To improve the illustration and better highlight the existing differences between the approaches in Figure 2—figure supplement 2 more obviously, we complemented this figure with additional pointers.

Our intention is not to discredit or disfavor existing methods, but to demonstrate how local sharpening can be used as a tool to facilitate interpretation of cryo-EM maps for the common case in which some degree of resolution variation is apparent. With this revision, we added Figure 5—figure supplement 1C for more details on comparative sharpening approaches and we also provide additional examples showcasing the potential of the method for E. coli ribosome EF-Tu complex, RNA Pol III and 20S proteasome (Figure 6 and Figure 6—figure supplement 1/2). In summary, we believe that our presented data and the new examples do support our proposal that LocScale maps can aid, or at least facilitate, model building.

However, if improvements cannot be clearly documented relative to overall sharpening methods, claims of improvement should be removed throughout the manuscript, including the statement in the Abstract that your method reveals previously undiscovered structural detail.

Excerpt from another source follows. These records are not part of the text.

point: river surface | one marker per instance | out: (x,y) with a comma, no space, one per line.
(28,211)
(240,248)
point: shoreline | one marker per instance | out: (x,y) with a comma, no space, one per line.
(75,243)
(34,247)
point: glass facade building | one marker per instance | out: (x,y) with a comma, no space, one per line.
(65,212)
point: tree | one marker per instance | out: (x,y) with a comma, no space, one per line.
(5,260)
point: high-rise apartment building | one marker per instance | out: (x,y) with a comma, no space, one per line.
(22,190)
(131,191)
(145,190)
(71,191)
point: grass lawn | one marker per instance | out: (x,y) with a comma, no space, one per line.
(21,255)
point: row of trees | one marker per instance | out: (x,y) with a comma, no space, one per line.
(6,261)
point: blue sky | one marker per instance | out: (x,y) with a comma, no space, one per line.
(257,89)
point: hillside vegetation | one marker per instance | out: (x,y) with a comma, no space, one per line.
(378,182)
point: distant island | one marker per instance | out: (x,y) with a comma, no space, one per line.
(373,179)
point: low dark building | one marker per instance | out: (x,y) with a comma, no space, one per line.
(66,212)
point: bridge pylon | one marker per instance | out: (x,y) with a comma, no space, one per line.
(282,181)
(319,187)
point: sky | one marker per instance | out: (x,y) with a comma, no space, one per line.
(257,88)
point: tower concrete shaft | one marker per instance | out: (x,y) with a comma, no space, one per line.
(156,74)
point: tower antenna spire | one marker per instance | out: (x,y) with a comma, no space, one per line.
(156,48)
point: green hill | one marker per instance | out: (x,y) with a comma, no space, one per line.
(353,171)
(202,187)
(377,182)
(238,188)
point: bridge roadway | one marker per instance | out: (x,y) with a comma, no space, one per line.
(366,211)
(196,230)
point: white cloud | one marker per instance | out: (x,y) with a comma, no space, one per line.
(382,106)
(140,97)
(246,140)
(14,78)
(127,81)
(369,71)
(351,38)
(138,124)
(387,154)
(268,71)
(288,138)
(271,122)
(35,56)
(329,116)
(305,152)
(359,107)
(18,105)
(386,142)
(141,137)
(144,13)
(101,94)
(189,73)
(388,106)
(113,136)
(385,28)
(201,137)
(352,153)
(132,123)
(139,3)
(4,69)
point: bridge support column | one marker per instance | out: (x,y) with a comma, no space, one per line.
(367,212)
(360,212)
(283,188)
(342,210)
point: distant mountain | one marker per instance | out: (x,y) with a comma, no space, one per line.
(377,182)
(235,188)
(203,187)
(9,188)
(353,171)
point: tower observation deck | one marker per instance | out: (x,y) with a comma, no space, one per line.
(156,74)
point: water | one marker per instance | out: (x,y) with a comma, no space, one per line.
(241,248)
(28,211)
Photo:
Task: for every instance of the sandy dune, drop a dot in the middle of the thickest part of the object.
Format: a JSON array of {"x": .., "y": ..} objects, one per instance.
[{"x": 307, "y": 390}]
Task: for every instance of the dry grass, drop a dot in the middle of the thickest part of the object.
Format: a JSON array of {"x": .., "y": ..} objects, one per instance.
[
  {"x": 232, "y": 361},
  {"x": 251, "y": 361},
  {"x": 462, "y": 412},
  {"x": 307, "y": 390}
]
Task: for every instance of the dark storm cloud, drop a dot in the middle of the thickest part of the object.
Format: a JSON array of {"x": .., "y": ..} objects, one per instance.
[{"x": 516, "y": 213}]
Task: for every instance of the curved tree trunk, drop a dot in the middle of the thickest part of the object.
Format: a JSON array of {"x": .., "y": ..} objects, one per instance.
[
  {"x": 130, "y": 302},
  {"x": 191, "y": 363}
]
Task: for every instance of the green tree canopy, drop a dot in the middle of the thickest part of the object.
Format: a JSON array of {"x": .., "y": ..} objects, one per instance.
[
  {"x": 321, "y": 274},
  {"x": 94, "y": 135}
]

As requested and stated above, we have removed the terms “improvement” and “undiscovered structural detail” from the Abstract:

“Atomic models based on high-resolution density maps are the ultimate result of the cryo-EM structure determination process. […] By testing the procedure using six cryo-EM structures of TRPV1, β-galactosidase, γ-secretase, ribosome-EF-Tu complex, 20S proteasome and RNA polymerase III, we illustrate how local sharpening can increase interpretability of density maps in particular in cases of resolution variation and facilitates model building and atomic model refinement.”